Let's start with Mr. Darling's first sentence regarding characters from the Bible. He states, "Christians claim Jesus as savior. Why would they deny him as creator, proclaimed in John 1:1-14?" Can anyone provide contemporary proof that the Christ character in the Bible was an actual person? If so, please provide any sources of the Christ character's life. Christ was supposedly crucified in AD 33, yet the earliest books of the New Testament (First Thessalonians or Galatians) were written between AD 49 and AD 51. So you can't truly call the Bible a contemporary source. Even the book of Josephus is not a true contemporary source.
Never miss a local story.
His second sentence -- "A true Christian believes the Bible. He does not pick and choose" -- is a favorite of mine. Picking and choosing is exactly what all Christians do. For example, Deuteronomy 21:18-21, which basically says that if a man has a stubborn and rebellious son, the men of the town get to haul the kid off and stone him to death. I don't remember the last time there was a good stoning in South Carolina, but if it was filled with "true Christians," wouldn't there be at least one case a year?

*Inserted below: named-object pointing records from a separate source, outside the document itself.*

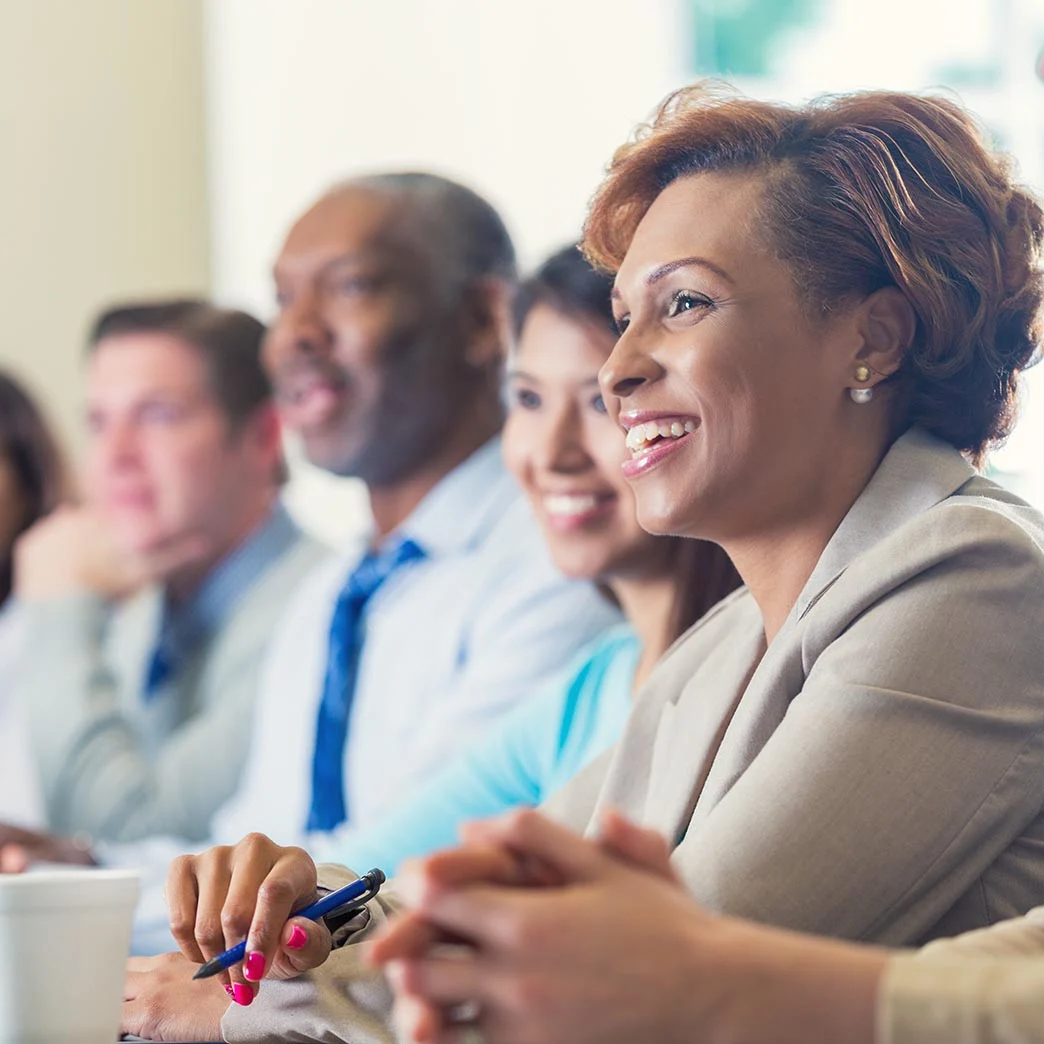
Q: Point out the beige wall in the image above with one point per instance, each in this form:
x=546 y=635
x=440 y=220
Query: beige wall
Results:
x=102 y=180
x=524 y=101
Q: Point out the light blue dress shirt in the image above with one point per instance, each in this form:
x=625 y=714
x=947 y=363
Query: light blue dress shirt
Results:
x=522 y=760
x=184 y=629
x=449 y=645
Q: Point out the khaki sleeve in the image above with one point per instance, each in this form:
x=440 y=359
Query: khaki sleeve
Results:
x=986 y=987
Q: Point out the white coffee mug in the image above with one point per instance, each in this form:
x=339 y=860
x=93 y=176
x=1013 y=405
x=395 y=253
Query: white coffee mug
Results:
x=65 y=935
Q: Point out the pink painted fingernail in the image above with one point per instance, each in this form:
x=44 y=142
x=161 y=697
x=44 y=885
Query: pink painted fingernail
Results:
x=242 y=994
x=254 y=966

How about Exodus 35:2, which states: "'For six days work may be done, but on the seventh day there is a sabbath of complete rest, holy to the Lord; whoever does any work on the sabbath day shall surely be put to death." How many people has Mr. Darling killed for working on the Sabbath? If he hasn't killed any, does that mean he is not a good Christian?

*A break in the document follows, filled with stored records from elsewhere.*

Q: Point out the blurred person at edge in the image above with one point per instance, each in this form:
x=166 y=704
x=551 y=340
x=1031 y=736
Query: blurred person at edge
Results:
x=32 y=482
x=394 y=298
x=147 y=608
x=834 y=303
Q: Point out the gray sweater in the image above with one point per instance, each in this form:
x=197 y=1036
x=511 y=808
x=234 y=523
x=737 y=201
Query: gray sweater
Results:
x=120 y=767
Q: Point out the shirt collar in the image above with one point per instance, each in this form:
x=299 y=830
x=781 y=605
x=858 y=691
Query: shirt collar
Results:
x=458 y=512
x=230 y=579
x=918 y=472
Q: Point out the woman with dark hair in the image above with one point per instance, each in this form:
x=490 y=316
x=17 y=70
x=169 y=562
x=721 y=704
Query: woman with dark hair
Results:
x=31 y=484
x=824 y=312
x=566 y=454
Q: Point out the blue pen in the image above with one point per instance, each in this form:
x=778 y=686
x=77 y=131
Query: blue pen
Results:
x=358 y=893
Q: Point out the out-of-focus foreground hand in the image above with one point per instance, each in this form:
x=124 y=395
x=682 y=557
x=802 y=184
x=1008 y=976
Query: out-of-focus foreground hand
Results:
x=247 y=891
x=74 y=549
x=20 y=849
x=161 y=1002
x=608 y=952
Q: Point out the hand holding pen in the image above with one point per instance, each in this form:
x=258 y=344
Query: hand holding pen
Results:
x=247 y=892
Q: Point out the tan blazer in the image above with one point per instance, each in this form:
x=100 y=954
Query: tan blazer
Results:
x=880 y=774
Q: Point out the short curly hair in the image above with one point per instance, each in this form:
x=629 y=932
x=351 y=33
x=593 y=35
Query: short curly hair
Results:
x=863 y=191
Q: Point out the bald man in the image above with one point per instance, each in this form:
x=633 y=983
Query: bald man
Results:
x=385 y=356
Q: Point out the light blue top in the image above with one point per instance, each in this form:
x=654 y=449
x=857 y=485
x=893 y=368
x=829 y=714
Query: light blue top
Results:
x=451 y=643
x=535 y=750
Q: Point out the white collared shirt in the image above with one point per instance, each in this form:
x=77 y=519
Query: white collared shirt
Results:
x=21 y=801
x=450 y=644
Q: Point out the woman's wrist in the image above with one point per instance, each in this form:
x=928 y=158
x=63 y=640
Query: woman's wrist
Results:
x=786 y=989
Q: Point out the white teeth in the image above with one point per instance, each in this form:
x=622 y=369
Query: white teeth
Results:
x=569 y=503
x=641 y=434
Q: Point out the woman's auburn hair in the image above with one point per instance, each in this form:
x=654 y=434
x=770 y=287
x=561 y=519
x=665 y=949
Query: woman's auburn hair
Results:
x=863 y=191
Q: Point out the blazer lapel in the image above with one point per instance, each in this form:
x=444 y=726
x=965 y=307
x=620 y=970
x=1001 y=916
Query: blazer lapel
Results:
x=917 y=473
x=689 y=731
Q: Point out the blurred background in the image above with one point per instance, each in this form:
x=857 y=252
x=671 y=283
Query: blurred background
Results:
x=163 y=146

Evolution has been put to the test. It has been peer reviewed by countless institutions and is widely accepted by the scientific community. Attempting to get religion into schools through the use of "intelligent design" doesn't pass the test. Anyone who believes intelligent design is a true scientific theory does not understand what scientific theory is. When Mr. Darling decides to scrutinize a textbook, perhaps he should scrutinize what he wants to replace it with.
I congratulate the Board of Education, and I am proud they decided to keep mysticism and non-science out of the classroom.
State doesn't affect vocabulary
I saw a video clip of Michelle Obama mispronouncing the word "Nevada." In covering for her mistake, she chose to blame her extended time in South Carolina. Was she trying to say that her level of intelligence was decreased by her visit to South Carolina or was she simply stating that we ignorant South Carolinians are unable to properly pronounce words in the English language?
Maybe Mrs. Obama should just skip South Carolina in the future to avoid and further dumbing down of her own vocabulary.
Columnist uses bad grammar
I read Andrew Dys' column often, and have always found him to be a fine writer of events and characters. So-o-o-o, it was to my dismay, and to the dismay of my sixth- and eighth-grade English classes at St. Anne Catholic School (who are diligently trying to speak and write with proper grammar) to see his misuse of the objective form "him" where he should have use the nominative form"he."
Check the column on Thursday, Jan. 31: "Him and eight others in the department ..." Ouch!